マクロは、プリプロセッサ(C++)が扱う仕組みの1つ。
#defineなどのプリプロセッサー命令(C++)によって、ソースコードの指定部分(識別子など)を別のコードに置き換えるよう指示できる。マクロは他のファイルのソースコードに影響せず、使っているファイル内のみに影響する。
命名規則
- 基本的には命名規則が参考になる
- 大文字で単語の区切りに
_(アンダースコア)を用いる
オブジェクト形式マクロ
マクロ識別子を定義することで、ソースコードでそのマクロ識別子を指定すると、プリプロセッサが定義した置換先で置換する。
リテラル(C++)に名前を付けるような運用ができるが、C++ではより良い方法が用意されているためその使い方は非推奨。

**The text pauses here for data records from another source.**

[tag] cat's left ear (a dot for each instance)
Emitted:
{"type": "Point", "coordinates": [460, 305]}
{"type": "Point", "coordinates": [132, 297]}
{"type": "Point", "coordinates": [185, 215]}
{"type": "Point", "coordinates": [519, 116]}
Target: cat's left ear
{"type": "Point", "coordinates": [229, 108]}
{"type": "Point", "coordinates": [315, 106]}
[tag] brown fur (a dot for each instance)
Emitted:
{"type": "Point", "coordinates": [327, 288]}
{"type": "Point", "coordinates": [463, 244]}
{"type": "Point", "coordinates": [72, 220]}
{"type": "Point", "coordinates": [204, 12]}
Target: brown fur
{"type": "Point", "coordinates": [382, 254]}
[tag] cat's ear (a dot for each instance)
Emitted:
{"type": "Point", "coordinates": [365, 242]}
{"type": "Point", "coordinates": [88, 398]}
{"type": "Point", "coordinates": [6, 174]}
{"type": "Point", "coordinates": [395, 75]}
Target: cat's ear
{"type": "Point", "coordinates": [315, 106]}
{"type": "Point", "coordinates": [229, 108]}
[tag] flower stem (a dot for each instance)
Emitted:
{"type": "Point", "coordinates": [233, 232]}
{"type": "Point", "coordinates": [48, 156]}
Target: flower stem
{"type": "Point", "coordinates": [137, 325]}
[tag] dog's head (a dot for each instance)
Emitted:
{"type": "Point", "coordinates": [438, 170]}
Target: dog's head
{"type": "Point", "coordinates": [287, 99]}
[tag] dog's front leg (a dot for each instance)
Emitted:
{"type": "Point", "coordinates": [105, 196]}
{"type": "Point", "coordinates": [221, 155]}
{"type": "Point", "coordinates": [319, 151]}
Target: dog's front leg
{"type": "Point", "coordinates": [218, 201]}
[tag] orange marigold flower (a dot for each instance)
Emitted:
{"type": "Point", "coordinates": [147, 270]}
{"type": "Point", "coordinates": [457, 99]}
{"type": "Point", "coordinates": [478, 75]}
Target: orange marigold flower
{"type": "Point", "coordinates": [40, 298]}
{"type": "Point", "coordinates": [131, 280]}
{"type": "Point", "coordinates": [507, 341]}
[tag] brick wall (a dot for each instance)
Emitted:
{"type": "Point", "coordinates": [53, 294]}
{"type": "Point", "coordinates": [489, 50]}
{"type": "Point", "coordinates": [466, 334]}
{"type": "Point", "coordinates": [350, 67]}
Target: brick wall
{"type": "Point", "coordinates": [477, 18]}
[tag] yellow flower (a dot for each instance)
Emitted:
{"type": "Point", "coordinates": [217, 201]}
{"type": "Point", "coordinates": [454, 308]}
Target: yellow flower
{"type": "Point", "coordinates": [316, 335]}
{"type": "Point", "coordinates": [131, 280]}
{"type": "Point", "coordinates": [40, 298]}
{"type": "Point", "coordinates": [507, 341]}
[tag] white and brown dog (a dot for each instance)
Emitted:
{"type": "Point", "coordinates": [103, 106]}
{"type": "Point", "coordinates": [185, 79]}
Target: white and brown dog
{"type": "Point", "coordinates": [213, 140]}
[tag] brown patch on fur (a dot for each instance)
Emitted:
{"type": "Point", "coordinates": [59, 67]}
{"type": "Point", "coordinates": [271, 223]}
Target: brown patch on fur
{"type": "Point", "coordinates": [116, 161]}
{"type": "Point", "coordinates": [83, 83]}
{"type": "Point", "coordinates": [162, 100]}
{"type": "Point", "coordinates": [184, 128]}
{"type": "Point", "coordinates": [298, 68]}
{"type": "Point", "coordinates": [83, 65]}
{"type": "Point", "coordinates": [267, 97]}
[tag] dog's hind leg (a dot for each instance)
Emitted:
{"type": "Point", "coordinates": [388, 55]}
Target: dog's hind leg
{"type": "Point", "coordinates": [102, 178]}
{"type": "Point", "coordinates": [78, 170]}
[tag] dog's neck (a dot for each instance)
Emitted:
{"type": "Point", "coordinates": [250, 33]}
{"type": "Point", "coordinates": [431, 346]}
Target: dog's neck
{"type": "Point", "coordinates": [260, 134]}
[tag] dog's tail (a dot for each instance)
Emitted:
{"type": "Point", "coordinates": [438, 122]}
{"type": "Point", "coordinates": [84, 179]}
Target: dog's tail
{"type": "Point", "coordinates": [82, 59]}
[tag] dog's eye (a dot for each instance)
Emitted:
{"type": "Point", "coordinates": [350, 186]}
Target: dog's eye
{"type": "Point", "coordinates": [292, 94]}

#define マクロ識別子 置換先 // 置換先に置換
#define マクロ識別子 // 置換先を省略すると、無に置換。後述する分岐の制御に用いられる例:
#include <iostream>
#define MY_NAME "Alex"
int main()
{
std::cout << "My name is: " << MY_NAME << '\n';
// プリプロセスで以下に変換される
// std::cout << "My name is: " << "Alex" << '\n';
return 0;
}例2:
#include <iostream>
void hello()
{
std::cout << "hello, world" << std::endl;
}
void goodbye()
{
std::cout << "goodbye, world" << std::endl;
}
int main()
{
hello();
std::cout << "hello, macro" << std::endl;
#define hello goodbye // 識別子helloをgoodbyeに置換
hello(); // プリプロセッサーによって、コンパイラにはgoodbyeに置換されたものが渡される
#undef hello // helloのマクロ定義を消す
hello() // マクロ定義が消されたので置換されない
}関数形式マクロ
関数のような形で引数を受け取り、その引数を使ってコードを置換するマクロ。 ただし、関数(C++)ではなく、プリプロセッサによる単なる置換である。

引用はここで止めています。